24.BÖLÜM

1.1K 87 42
                                    

İyi Okumalar..

...

Alt dudağımı parçalarcasına dişlerken ağzıma gelen demir tadı umurumda bile değildi. Beynimde dönüp duran tek şey az önce Bambam'ın dediği şeylerdeydi.  

"Hesabı Chaeyoung açmış. Lisa, üzgünüm ama hesabı uzunca bir süre o kullanmış. Aklımı kurcalayan birkaç şey var. Jisoo ile o yazıştıysa senin kim olduğunu biliyordu. Yani seni o havaalanında gördüğünde zaten kim olduğunu biliyordu. Lisa baban onun annesini öldürmüş. Demek iste-"

Gözümden bir damla yaş akarken direksiyonu biraz daha sıktım. Cümlesini devam ettirmesini istemediğim için telefonu yüzüne kapatmıştım. Diyeceği şeyden ölesiye korkmuştum. Kendimde devamını dinleyecek cesareti bulamamıştım. Dediklerinin yanlış çıkmasını istiyordum. 

 Bambam'a inanmak istemiyordum. Dediği şey çok saçmaydı. Ama diğer bir yandan Bambam'ın bir şeyi emin olmadan bana söylemeyeceğini de biliyordum.

Üstün körü park ettiğim arabadan hızla inip arabadan aldığım evin anahtarını kilide soktum ve aceleyle kapıyı açıp hızla içeriye girdim. Adımlarımı üst kata çevirirken ağlamamak iççin çok büyük bir çaba sarf ediyordum. Önce emin olmam lazımdı. 

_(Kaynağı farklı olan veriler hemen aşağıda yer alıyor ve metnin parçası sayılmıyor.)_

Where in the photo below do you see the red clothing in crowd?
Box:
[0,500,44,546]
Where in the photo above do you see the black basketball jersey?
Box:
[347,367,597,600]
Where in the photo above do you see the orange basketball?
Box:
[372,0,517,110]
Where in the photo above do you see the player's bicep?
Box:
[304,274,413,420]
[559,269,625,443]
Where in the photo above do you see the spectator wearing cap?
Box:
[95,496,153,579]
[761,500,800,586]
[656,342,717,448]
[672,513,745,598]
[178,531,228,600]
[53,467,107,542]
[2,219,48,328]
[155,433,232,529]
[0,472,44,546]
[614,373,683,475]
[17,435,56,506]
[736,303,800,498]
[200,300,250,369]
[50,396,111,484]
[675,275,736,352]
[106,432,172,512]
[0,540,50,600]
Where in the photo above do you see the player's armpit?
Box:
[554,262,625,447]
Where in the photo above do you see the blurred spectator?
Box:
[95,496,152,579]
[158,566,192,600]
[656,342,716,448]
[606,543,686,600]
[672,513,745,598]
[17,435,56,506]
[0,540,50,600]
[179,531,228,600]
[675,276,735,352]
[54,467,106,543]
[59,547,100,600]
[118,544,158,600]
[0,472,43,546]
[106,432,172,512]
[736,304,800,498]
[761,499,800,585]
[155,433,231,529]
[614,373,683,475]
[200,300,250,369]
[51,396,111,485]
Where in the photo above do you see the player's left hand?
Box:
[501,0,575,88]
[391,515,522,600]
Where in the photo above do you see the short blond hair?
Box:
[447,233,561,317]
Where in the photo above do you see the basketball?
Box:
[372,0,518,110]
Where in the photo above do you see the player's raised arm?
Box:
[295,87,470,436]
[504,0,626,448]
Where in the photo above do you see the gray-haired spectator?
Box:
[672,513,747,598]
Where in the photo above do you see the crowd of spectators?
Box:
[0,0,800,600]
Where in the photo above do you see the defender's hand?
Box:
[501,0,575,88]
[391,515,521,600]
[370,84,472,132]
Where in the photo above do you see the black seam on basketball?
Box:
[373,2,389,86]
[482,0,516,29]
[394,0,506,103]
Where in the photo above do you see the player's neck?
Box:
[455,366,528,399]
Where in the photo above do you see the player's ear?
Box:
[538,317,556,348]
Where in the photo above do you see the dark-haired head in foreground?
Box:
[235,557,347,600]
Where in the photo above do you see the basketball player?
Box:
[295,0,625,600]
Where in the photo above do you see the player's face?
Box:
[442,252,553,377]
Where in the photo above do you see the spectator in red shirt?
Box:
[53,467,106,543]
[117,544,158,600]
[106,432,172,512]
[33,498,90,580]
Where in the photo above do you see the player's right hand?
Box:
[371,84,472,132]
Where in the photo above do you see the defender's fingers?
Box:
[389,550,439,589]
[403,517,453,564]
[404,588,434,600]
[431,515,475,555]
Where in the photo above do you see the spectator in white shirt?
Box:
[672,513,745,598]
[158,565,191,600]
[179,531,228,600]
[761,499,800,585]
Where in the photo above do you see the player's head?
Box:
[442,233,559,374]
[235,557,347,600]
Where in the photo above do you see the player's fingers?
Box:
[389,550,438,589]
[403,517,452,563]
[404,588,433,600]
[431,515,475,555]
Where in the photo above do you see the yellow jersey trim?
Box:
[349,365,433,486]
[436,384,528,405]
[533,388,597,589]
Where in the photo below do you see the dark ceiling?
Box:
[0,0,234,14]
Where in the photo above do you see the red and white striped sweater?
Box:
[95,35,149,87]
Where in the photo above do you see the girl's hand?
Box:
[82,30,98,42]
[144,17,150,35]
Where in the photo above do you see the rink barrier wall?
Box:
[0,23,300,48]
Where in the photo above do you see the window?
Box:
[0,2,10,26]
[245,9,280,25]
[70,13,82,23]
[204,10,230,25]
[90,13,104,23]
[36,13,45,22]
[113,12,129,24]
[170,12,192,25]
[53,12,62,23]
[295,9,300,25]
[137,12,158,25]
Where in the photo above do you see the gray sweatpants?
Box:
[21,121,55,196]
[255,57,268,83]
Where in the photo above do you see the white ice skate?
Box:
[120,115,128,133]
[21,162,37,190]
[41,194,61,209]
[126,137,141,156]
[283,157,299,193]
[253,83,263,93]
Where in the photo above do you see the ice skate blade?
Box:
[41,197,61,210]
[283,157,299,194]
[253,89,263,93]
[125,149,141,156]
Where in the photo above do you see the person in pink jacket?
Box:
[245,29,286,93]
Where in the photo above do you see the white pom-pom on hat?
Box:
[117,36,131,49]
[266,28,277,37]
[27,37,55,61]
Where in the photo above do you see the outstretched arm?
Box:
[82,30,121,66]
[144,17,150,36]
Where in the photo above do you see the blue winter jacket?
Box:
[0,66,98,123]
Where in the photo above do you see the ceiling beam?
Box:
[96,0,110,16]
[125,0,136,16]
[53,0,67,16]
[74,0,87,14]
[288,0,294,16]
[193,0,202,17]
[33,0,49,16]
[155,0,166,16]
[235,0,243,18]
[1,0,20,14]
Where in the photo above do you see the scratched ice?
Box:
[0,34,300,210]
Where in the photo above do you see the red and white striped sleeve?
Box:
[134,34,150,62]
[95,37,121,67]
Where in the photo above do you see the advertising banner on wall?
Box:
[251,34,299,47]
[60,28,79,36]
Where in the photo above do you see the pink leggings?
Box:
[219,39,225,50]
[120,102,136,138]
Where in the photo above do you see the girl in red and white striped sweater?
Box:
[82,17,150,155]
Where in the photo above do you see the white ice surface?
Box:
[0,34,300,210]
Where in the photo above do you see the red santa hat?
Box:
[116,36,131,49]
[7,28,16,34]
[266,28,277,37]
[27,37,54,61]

Daha önce hiç de hoş olmayan şeyler öğrendiğim çalışma odasına girdim ve telefonumu koltuğun üzerine fırlatıp masaya yaklaştım ve masanın üzerindeki kağıtları karıştırmaya başladım. 

Masanın üzerinde beklediğim gibi bir şey bulamamak içimdeki minnacık umut ışığının parlamasına sebep olurken çekmeceleri açmaya başladım. Çıkardığım her kağıdı okuduktan sonra herhangi bir yere bırakırken odanın dağılması umurumda bile değildi. Tek düşündüğüm Bambam'ı haksız çıkartmaktı. 

Elime aldığım kağıt ile kaşlarım çatılırken bir elimi masaya dayadım ve derin bir nefes aldım. Geçen gün odamdan bir anda kaybolan bu kağıdın Chaeyoung tarafından alındığını hiç düşünmezdim. O odaya o saatlerde ondan başka kimsenin girmemiş olması gerçeğini bildiğim halde böyle bir şeyi düşünmek istememiştim. 

Aptalmışım..

Dolan gözlerim görüş açımı bulanıklaştırırken zar zor bir nefes aldım ve çekmecenin en altındaki büyük dosyayı çıkardım. Titreyen ellerimle ilk birkaç sayfayı çevirdim. Gözüme takılan birkaç isim oldukça tanıdık gelirken hepsinin şirketteki yönetim kurulundan olduklarına emindim. 

Bir sonraki sayfaya geçtiğimde bunun normal bir kağıt değil de bir sözleşme olduğunu fark ettiğimde merakla kağıdı sonuna kadar okudum. Daha geçen gün yönetim kuruluna yeni katılan Seokjin'in aslında gerçek hisse sahibi değil de sadece bir piyon olduğunu görmek üstüne üstlük bu piyonu yönetenin de Chaeyoung olduğunu öğrenmek canımı yakmıştı. 

"Sen sadece adaylığını ortaya koy, emin ol senin yanında olacak birileri kesinlikle var."

Kalbimde bir ağrı oluşurken hayal kırıklığıyla yere çöktüm. O gün bu kadar emin konuşmuştu, çünkü zaten her şeyi önceden ayarlamıştı. Ben de yine bir aptal gibi birilerinin kendi isteğiyle benim yanımda olduğunu düşünerek karşısında çocuk gibi sevinmiştim. 

Yanaklarımdan süzülen yaşlar elimdeki dosyaya bir bir damlarken burnumu çektim ve bir sonraki sayfaya geçtim. Ne olursa olsun sonuna kadar gidecektim. Canımın acımasına göz yumarak en başından beri gözümün önünde olan gerçekleri öğrenecektim. 

Birkaç sayfa sonra kendimle ilgili bir şeyler görmem çöktüğüm yerde doğrulmama sebep olurken kimlik bilgime kadar her şeyin bu kağıtta yazıyor olması nefes alışverişlerimi hızlandırmıştı. Hangi okullarda okuduğum, daha önce kimlerle beraber olduğum, neyi sevip sevmediğim, en yakın arkadaşlarım, Amerika'daki adresim her şeyim bu kağıttaydı.